From: Dan Clash <[email protected]>
To: [email protected]
Cc: [email protected], Jens Axboe <[email protected]>,
Paul Moore <[email protected]>
Subject: io_uring: worker thread NULL dereference during openat op
Date: Mon, 15 Apr 2024 19:26:22 -0400 [thread overview]
Message-ID: <[email protected]> (raw)
Below is a test program that causes multiple io_uring worker threads to
hit a NULL dereference while executing openat ops.
The test program hangs forever in a D state. The test program can be
run again after the NULL dereferences. However, there are long delays
at reboot time because the io_uring_cancel() during do_exit() attempts
to wake the worker threads.
The test program is single threaded but it queues multiple openat and
close ops with IOSQE_ASYNC set before waiting for completions.
I collected trace with /sys/kernel/tracing/events/io_uring/enable
enabled if that is helpful.
The test program reproduces similar problems in the following releases.
mainline v6.9-rc3
stable 6.8.5
Ubuntu 6.5.0-1018-azure
The test program does not reproduce the problem in Ubuntu
5.15.0-1052-azure, which does not have the io_uring audit changes.
The following is the first io_uring worker thread backtrace in the repro
against v6.9-rc3.
BUG: kernel NULL pointer dereference, address: 0000000000000000
#PF: supervisor read access in kernel mode
#PF: error_code(0x0000) - not-present page
PGD 0 P4D 0
Oops: 0000 [#1] SMP PTI
CPU: 0 PID: 4628 Comm: iou-wrk-4605 Not tainted 6.9.0-rc3 #2
Hardware name: Microsoft Corporation Virtual Machine/Virtual Machine,
BIOS Hyper-V UEFI Release v4.1 11/28/2023
RIP: 0010:strlen (lib/string.c:402)
Call Trace:
<TASK>
? show_regs (arch/x86/kernel/dumpstack.c:479)
? __die (arch/x86/kernel/dumpstack.c:421 arch/x86/kernel/dumpstack.c:434)
? page_fault_oops (arch/x86/mm/fault.c:713)
? do_user_addr_fault (arch/x86/mm/fault.c:1261)
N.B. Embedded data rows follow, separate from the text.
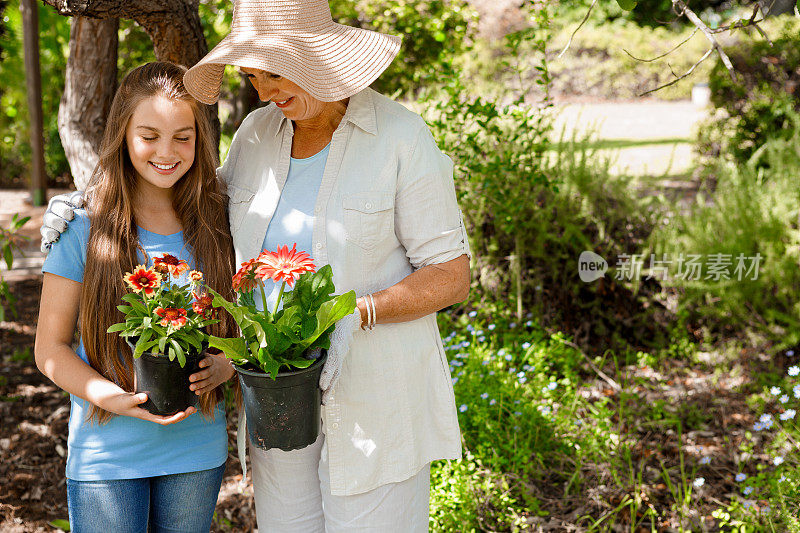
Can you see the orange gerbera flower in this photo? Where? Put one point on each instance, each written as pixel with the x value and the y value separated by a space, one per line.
pixel 172 316
pixel 284 264
pixel 169 264
pixel 244 280
pixel 202 304
pixel 143 279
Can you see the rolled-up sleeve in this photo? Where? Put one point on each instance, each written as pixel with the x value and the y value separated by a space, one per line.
pixel 428 221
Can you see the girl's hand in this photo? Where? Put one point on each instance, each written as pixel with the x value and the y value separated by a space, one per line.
pixel 216 370
pixel 127 404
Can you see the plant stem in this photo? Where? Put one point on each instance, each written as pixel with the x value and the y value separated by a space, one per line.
pixel 280 295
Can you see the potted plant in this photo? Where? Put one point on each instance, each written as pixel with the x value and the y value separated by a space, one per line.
pixel 164 326
pixel 280 353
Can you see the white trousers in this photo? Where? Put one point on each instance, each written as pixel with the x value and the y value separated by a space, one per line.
pixel 292 494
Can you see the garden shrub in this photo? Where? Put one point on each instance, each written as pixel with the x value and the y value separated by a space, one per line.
pixel 754 210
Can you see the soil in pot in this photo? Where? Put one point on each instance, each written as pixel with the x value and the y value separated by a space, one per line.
pixel 284 412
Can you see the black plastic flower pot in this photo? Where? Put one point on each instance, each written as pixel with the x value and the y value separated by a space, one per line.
pixel 165 382
pixel 284 412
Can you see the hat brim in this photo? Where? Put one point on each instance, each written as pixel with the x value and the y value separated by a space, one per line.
pixel 330 65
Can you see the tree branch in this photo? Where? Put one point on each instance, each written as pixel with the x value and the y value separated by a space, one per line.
pixel 679 78
pixel 569 43
pixel 715 46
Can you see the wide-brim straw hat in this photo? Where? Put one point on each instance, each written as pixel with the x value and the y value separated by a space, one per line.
pixel 298 40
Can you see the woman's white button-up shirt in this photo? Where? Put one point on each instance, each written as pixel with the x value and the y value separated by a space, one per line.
pixel 386 207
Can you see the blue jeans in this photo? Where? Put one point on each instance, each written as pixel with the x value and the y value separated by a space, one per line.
pixel 175 503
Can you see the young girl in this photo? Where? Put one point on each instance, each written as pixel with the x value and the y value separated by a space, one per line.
pixel 154 191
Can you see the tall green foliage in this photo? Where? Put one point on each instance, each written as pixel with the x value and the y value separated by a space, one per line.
pixel 14 118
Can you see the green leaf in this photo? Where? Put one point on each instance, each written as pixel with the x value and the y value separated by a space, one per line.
pixel 329 313
pixel 178 352
pixel 61 524
pixel 8 256
pixel 235 348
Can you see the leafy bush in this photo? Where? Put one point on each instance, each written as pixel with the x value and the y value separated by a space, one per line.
pixel 762 104
pixel 753 211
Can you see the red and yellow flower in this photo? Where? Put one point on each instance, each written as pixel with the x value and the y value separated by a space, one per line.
pixel 169 264
pixel 171 316
pixel 284 264
pixel 143 279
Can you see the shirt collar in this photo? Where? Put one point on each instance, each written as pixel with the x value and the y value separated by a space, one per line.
pixel 360 112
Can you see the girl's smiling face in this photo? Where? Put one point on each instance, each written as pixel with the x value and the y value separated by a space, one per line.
pixel 160 138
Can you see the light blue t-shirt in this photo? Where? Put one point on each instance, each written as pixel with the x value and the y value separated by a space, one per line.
pixel 293 221
pixel 126 447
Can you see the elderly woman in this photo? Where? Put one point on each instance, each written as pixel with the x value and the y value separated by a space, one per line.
pixel 358 181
? exc_page_fault (./arch/x86/include/asm/irqflags.h:37
./arch/x86/include/asm/irqflags.h:72 arch/x86/mm/fault.c:1513
arch/x86/mm/fault.c:1563)
? asm_exc_page_fault (./arch/x86/include/asm/idtentry.h:623)
? __pfx_strlen (lib/string.c:402)
? parent_len (kernel/auditfilter.c:1284)
__audit_inode (kernel/auditsc.c:2381 (discriminator 4))
? link_path_walk.part.0.constprop.0 (fs/namei.c:2324)
path_openat (fs/namei.c:3550 fs/namei.c:3796)
do_filp_open (fs/namei.c:3826)
? alloc_fd (./arch/x86/include/asm/paravirt.h:589 (discriminator 10)
./arch/x86/include/asm/qspinlock.h:57 (discriminator 10)
./include/linux/spinlock.h:204 (discriminator 10)
./include/linux/spinlock_api_smp.h:142 (discriminator 10)
./include/linux/spinlock.h:391 (discriminator 10) fs/file.c:553
(discriminator 10))
io_openat2 (io_uring/openclose.c:140)
io_openat (io_uring/openclose.c:178)
io_issue_sqe (io_uring/io_uring.c:1897)
io_wq_submit_work (io_uring/io_uring.c:2006)
io_worker_handle_work (io_uring/io-wq.c:540 io_uring/io-wq.c:597)
io_wq_worker (io_uring/io-wq.c:258 io_uring/io-wq.c:648)
? __pfx_io_wq_worker (io_uring/io-wq.c:627)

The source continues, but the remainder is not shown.